—Tyro, avant tout, réponds-moi franchement à la question que je vais t'adresser.
—Que le maître parle.
—Remarque bien que je ne t'en voudrai pas de ta franchise; fais surtout bien attention à la forme de ma question, afin d'y répondre en connaissance de cause; es-tu pour moi seulement un bon domestique, accomplissant strictement tes devoirs, ou bien un serviteur dévoué, sur lequel j'ai droit de compter à toute heure.

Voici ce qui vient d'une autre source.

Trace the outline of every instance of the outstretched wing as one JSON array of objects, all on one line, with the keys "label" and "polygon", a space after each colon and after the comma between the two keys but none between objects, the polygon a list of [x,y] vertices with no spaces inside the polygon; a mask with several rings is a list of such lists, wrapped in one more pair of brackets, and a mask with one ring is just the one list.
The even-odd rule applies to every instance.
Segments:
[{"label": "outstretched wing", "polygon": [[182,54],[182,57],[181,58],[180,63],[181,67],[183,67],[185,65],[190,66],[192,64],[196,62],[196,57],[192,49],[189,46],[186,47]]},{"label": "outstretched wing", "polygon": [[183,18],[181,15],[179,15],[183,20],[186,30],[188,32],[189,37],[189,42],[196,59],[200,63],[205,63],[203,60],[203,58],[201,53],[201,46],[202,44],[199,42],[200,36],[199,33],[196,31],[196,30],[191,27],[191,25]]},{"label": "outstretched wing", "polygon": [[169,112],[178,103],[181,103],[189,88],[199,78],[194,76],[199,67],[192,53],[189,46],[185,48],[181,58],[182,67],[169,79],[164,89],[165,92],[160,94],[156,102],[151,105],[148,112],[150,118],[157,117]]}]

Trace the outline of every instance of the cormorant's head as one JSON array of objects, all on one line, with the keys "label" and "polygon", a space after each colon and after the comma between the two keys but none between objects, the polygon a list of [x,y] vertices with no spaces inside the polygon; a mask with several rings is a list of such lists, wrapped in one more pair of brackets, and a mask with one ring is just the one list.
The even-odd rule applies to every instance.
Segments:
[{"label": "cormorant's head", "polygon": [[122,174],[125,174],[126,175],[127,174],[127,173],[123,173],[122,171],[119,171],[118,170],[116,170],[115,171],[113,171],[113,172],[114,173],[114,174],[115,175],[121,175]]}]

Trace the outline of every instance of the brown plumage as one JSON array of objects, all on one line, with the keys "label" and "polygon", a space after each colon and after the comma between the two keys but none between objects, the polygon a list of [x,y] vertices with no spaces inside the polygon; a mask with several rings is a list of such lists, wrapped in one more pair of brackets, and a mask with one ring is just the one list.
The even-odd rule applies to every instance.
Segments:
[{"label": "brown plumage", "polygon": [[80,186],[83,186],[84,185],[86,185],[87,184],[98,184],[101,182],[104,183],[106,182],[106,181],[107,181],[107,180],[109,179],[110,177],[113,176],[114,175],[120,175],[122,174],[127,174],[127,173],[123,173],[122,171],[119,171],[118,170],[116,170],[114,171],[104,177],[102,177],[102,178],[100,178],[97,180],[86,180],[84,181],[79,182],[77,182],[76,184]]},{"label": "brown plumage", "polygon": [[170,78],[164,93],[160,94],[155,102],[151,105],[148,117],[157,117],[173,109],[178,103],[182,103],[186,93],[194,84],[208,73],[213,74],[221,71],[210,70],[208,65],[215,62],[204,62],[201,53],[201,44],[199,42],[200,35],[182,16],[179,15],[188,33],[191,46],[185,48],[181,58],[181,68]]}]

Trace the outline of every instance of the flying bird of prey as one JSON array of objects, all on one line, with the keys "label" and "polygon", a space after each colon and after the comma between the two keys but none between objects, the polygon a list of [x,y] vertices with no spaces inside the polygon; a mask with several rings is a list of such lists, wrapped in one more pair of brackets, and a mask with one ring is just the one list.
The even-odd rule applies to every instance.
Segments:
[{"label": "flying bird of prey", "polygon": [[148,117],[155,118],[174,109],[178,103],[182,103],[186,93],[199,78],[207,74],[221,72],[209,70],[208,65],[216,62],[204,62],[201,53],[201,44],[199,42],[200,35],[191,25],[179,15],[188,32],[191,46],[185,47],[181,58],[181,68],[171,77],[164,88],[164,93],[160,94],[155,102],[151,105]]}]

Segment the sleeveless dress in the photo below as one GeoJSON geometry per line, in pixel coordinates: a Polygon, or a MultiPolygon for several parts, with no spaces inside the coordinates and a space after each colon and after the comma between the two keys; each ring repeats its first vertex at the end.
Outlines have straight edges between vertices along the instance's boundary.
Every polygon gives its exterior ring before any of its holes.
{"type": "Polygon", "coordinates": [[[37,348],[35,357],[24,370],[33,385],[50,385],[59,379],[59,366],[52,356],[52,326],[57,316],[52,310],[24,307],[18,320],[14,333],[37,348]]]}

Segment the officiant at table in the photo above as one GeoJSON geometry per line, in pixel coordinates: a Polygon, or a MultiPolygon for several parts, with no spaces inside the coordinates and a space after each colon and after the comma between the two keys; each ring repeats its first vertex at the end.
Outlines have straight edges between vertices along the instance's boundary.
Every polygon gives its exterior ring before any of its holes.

—Un serviteur dévoué, maître, un frère; un fils, un ami; vous avez guéri ma mère d'une maladie qui semblait incurable; quand vous avez acheté le rancho, au lieu de nous chasser elle et moi, vous avez conservé à la vieille femme son cuarto, sa huerta et son troupeau; moi, vous m'avez traité en homme, ne me commandant jamais avec rudesse et ne m'obligeant jamais à faire des choses honteuses ou déshonorantes, bien que je sois Indien; vous m'avez toujours considéré comme un être intelligent, et non pas comme un animal qui n'a que l'instinct. Je vous le répète, maître, je vous suis dévoué en tout et pour tout.
—Merci, Tyro, répondit le peintre avec une nuance d'émotion, je soupçonnais déjà ce que tu viens de me dire, mais je tenais à t'entendre me l'affirmer, car j'ai besoin de toi.
—Je suis prêt, que faut-il faire?
Malgré la franchise de cet aveu, le peintre français, peu au courant encore du caractère de ces races primitives, ne se souciait nullement de mettre l'Indien complètement dans la confidence de ses secrets.
Le trop de civilisation rend défiant.
Le Guaranis s'aperçut facilement de l'hésitation de l'artiste qui, peu habitué à dissimuler, laissait son visage refléter, comme un miroir, ses émotions intérieures.
—Le maître n'a rien à apprendre à Tyro, dit-il avec un sourire; l'Indien sait tout.